#HydroPower is the dominant source of renewable energy in the world today, and its great potential is currently still underutilised.


Related SDGs


Sustainability challenge and related SDGs:

Stable economies need stable sources of electricity. For decades, fossil fuels have been the principal source of this electricity. But burning fossil fuels releases greenhouse gases that have caused and continue to accelerate the climate crisis. In addition, the by-products of burning fossil fuels also affect people's health and well-being.

At the same time, global electricity consumption is rapidly increasing. About 90% of the world's population now has access to electricity. Reaching the remaining 800 million or so people will require a combination of off-grid solutions such as solar cells combined with larger sources of electricity, such as #HydroPower.

Given that energy consumption is a major contributor to the climate crisis, we urgently need to switch to renewable sources such as #HydroPower. This shift will contribute to SDG 7 “Affordable and Clean Energy” and SDG 13 “Climate Action”.

Possible solutions and their contribution to achieving the SDGs

#HydroPower generates more energy than all other renewables combined. The economy around #HydroPower is more comprehensive than commonly imagined. In addition to the construction and operation of large hydroelectric power plants, it also includes the manufacture of important components and their replacement during regular maintenance. Hydroelectric power plants exist in various dimensions. Usually, plants with a capacity of under and over 10 MW are distinguished, with plants of more than 1,000 MW again forming a separate category. Plants with a capacity of around 1,000 MW can supply about 600,000 households with annual electricity. While all #HydroPower projects are associated with challenges, the largest projects have extensive social and environmental impacts.

#HydroPower includes not only power generation through water pressure and gravity, but also pumped storage. That is, water is pumped to higher elevations (reservoirs) when energy availability is high (e.g., sunshine or strong winds) and then released when energy availability is low. A pumped storage power plant is, therefore, similar to a large battery, which makes it particularly interesting in combination with fluctuating energy sources such as wind or sun.
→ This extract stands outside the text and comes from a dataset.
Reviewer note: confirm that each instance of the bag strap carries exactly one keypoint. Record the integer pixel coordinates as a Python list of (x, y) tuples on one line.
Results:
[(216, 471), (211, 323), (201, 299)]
#HydroPower directly contributes to SDG target 7.1, “By 2030, ensure universal access to affordable, reliable and modern energy services,” as well as SDG target 7.2, “By 2030, increase substantially the share of renewable energy in the global energy mix”. When #HydroPower replaces fossil fuels, it also contributes to SDG target 13.2, “Integrate climate change measures into national policies, strategies and planning”.

Primarily related SDG Targets: 7.1, 7.2, 13.2


Investment Rationale and Growth Potential

More than half of the world's potential for profitable #HydroPower remains untapped. This potential is particularly significant in emerging and developing countries. However, as renewables continue to gain prominence, the construction and operation of #HydroPower will not stop anytime soon.

In the meantime, many #HydroPower plants in industrialised countries are reaching an age of around 50 years and will need to be upgraded to the latest technology. It is unlikely that #HydroPower plants will be decommissioned in the next few decades. Therefore, suppliers of key components and services have also forecast continued growth, which makes #HydroPower an interesting investment opportunity.